While neither of these methods clear the shuttle valves , after fitting new discs and pads and pushing the new/old fluid back to the master cylinder I now have a perfect pedal, just like my old RRC.
Regards Philip A
Not sure if this will help demystify the bleed process or not...
When the ignition is switched on the modulator valves are set to the default state - inlet valves are open and outlet valves are closed. Pressing the brake pedal causes the Shuttle Valve to close and brake fluid flows through circuit A then passes out the open inlet valve (12). Using the traditional pump and bleed method with the ignition switched on means that none of the fluid in circuit B or the return pump is bled.
When you run the modulator return pump the shuttle valve remains in it's unpressurised state and fluid is drawn around circuit B, then pumped into circuit A. The outlet valves remain closed so fluid between these valves (11), the expansion chambers (10) and the first non return valve (9) at circuit B is not replaced.
If you use a vacuum pump as suggested by Philip and have power removed from the modulator solenoid valves - which I suspect might require unplugging the harness from the modulator - the inlet and outlet valves should be open. Fluid will be drawn through circuit a, and circuit b. The non-return will limit prevent fluid flowing back through the outlet valves so it doesn't significantly improve bleeding in this section of the modulator. It should give a marginally better bleed than running the modulator pump, but still has a few "dead zones".
The HDC cycle I suggested earlier activates the pump and outlet valves to recirculates brake fluid through the portions of the modulator that aren't fully bled by the other methods.

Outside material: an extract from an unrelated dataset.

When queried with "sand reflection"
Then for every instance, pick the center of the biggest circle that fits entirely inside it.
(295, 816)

The Nanocom has bleed functions that allow you to replicate a full WABCO bleed procedure (which also includes a manual bleed with power disconnected from the modulator - see below for fluid flow) but this will require two people and 30-60 minutes to complete. The WABCO procedure which seems very close to descriptions I've read of the Testbook bleed uses three different methods of moving fluid through the braking system and provides the most thorough bleed.
cheers
Paul
Paul,
Do you have any idea how much fluid id required for a full bleed?